Any advice would be greatly appreciated.

I did a no-no and piggy backed two questions in the same topic...I am going to post this question in a more suitable forum.

notShai SSC Enthusiast Points: 196 More actions · Answer 11

hi, can you please leave a link to the new thread ?

i am following this 🙂

BrerSQL SSCommitted Points: 1672 More actions · Answer 12

Final followup to this thread in case anyone was interested....

We ended up having the problem re-occur and neither Microsoft nor I could determine the source of the issue even with all of the monitors I had going.

We ended up failing SQL Server to the secondary side of the cluster and we have not seen the problem since.

We are also seeing some very strange results in the form of extremely High Disk Response times coming from the simple Task Manager Resource Monitor. Microsoft has indicated that the monitor results are incorrect as they differ from the perf mon results. The second side of the cluster is built with the exact same configuration and we do not see these anomolies.

I agree with Microsoft that the numbers in the Resource Monitor are probably off, but I believe that this could be an indication of something else going on either with a corrupted OS install/patch or hardware issue.

We plan on rebuilding this machine at a later time to see if the problems go away.

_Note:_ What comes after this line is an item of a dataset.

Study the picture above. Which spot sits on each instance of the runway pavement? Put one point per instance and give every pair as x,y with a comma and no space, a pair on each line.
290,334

Nadrek SSC-Insane Points: 20039 More actions · Answer 13

Eric1/2aB (12/20/2010)
Final followup to this thread in case anyone was interested....
We ended up having the problem re-occur and neither Microsoft nor I could determine the source of the issue even with all of the monitors I had going.
We ended up failing SQL Server to the secondary side of the cluster and we have not seen the problem since.
We are also seeing some very strange results in the form of extremely High Disk Response times coming from the simple Task Manager Resource Monitor. Microsoft has indicated that the monitor results are incorrect as they differ from the perf mon results. The second side of the cluster is built with the exact same configuration and we do not see these anomolies.
I agree with Microsoft that the numbers in the Resource Monitor are probably off, but I believe that this could be an indication of something else going on either with a corrupted OS install/patch or hardware issue.
We plan on rebuilding this machine at a later time to see if the problems go away.

My advice for the "corrupted OS install/patch": If you're really concerned, do a binary (or at least a hash) comparison of all OS files between, in this case, your primary and secondary sides of the cluster. A corrupt file is by definition different than the original. Jacksum[/url] is a Java-based tool to do a variety of hashes, and there are many others (md5sum is an old, out of date Unix favorite).

I hear a lot of "X must be corrupt" tossed around on issues that nobody's figured out; many times an actual investigation of X shows this to translate directly to "I have no idea", as X is identical on a working and a nonworking system (or a before/after snapshot, whichever).